JPMorgan Chase The CEO issues a warning about the thriving private credit sector.
Jamie Dimon expects problems to arise in the market, warning that “it could be hell to pay”, especially as retail customers gain access to the sector.
“Would you like to give retail customers access to some of these less liquid products? Well, the answer is — probably, but don’t act like it’s risk-free,” said Dimon, whose comments at an industry conference Wednesday (May 29) included: reported by Bloomberg News.
“Retail customers tend to drive around the block and call their senators and congressmen.”
He added that the bank wants to be “product agnostic” in its lending to clients and that JPMorgan also acts as a bank for many leading private credit firms.
Some in the industry are “brilliant,” Dimon said, but not all, and market problems are often triggered by the “bad” ones.
As the Bloomberg report notes, JPMorgan and other banks are competing in the $1.7 trillion private credit industry as giants like Apollo Global Management close larger and larger deals.
Banks, the outlet adds, are still trying to claim their own stake in the private credit sector, with JPMorgan sidelining more than 10 billion dollars of its own balance sheet for direct lending, setting up a co-lending partnership and considering purchasing a private lending company.
In his annual letter to shareholders in April, Dimon stated that “the banking system as we know, it is shrinking compared to private markets and fintech, which are growing and becoming more and more competitive.
These digital, private companies also “do not have the same transparency or need to follow detailed rules and regulations as traditional banks, even if they offer similar products – this often gives them a significant advantage,” he said. he added, taking the example of startups. and FinTech banks.
As PYMNTS wrote earlier this year, private credit has become a way for small Main Street businesses to get the capital they need, giving lenders the opportunity to “tap a market.” worth billions of dollars.”
This trend is occurring as traditional lending channels – i.e. banks – have become stricter in their underwriting and lending activities.

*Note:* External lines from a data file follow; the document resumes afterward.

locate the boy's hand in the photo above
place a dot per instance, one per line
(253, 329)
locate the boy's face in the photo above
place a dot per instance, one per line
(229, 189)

The Federal Reserve estimated late last year that small business lending declined in the third quarter, with “new loans” falling 18.1% from the same period in 2022 and 16.4 % compared to the previous quarter.
The Fed noted that “about 70% of respondents said borrowers’ financial conditions were the most common reason for declining a loan. Other commonly cited reasons were borrower collateral and credit history.